This paper presents the NLP (Natural Language Processing) approach to detecting spoilers in the IMDB review. Generally, these reviews reveal some information associated with the plot of a movie. An automated approach, filtering out such spoilers, would be ideal as manual labeling is impossible due to a large amount of content. To identify those reviews, we propose supervised machine learning models. So, we explored Bi-LSTM, XGBoost, Random Forest, and Naive Bayes to improve the accuracy in text classification. In addition to this, we used the pretrained word embeddings(word2vec & Glove), cosine similarity, and Term-Frequency and Inverse Document Frequency (TF-IDF) method to process the text vectors. The results shown from our models are satisfactory. Quantitative and qualitative results demonstrate the proposed method substantially outperforms the baseline model.

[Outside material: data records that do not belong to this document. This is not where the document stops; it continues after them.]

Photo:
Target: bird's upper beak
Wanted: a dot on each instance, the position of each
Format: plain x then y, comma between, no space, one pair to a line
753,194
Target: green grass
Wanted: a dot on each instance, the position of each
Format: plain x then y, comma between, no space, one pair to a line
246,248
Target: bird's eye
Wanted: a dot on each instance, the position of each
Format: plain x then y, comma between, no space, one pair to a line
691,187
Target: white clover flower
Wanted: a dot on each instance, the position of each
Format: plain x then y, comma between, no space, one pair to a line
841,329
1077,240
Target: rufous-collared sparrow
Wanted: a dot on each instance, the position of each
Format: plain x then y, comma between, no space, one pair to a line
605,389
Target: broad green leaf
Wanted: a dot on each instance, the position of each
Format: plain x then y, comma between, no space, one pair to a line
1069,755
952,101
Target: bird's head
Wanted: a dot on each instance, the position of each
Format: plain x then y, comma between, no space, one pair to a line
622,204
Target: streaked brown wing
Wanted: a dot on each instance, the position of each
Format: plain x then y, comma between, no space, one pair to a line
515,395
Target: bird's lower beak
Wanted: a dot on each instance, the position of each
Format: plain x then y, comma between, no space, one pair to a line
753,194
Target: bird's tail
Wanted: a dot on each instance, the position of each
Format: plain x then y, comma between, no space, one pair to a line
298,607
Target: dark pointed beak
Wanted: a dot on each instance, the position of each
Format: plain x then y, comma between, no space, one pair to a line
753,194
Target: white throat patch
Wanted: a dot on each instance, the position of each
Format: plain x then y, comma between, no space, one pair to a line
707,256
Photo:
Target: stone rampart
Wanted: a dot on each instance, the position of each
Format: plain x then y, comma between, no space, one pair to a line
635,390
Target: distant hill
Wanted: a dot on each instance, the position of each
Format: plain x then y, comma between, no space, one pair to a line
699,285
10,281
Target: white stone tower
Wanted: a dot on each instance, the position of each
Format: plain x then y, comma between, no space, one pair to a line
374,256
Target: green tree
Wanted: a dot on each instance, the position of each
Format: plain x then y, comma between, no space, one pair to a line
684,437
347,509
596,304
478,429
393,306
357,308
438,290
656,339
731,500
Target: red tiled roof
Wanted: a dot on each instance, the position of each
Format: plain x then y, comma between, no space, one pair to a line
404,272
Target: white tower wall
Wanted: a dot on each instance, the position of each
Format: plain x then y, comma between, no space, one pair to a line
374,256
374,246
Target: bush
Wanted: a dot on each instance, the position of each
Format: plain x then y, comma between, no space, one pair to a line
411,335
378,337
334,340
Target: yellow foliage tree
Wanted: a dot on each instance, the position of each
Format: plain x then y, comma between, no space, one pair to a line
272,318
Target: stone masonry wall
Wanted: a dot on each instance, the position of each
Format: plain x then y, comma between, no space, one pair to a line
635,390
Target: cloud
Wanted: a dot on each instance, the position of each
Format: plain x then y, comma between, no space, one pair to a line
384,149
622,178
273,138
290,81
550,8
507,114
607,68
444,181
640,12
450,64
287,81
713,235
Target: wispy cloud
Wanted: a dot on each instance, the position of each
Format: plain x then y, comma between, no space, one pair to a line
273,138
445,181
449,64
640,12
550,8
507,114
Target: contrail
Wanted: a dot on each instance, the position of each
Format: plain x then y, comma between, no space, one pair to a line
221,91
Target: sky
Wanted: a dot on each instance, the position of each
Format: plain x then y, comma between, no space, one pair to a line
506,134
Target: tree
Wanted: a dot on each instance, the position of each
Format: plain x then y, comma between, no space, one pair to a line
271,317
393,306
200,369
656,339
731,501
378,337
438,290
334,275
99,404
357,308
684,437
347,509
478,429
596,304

- 'IMDB-NB & XGBoost .ipynb' Implement the feature engineering and modelling of naive bayes, XGboost and sematic similarity method.
- 'IMDB-word2vec-Bi-lstm.ipynb' Implement the Pretrained Word2vec embedding with Bi-LSTM model.
- 'IMDB-GloVe-Random Forest.ipynb' Implement the Pretrained Glove embedding to convert sentence to vectors and predicted by Random Forest method.
- 'IMDB-GloVe-Bi-LSTM.ipynb' Implement the Pretrained Glove embedding with Bi-LSTM model.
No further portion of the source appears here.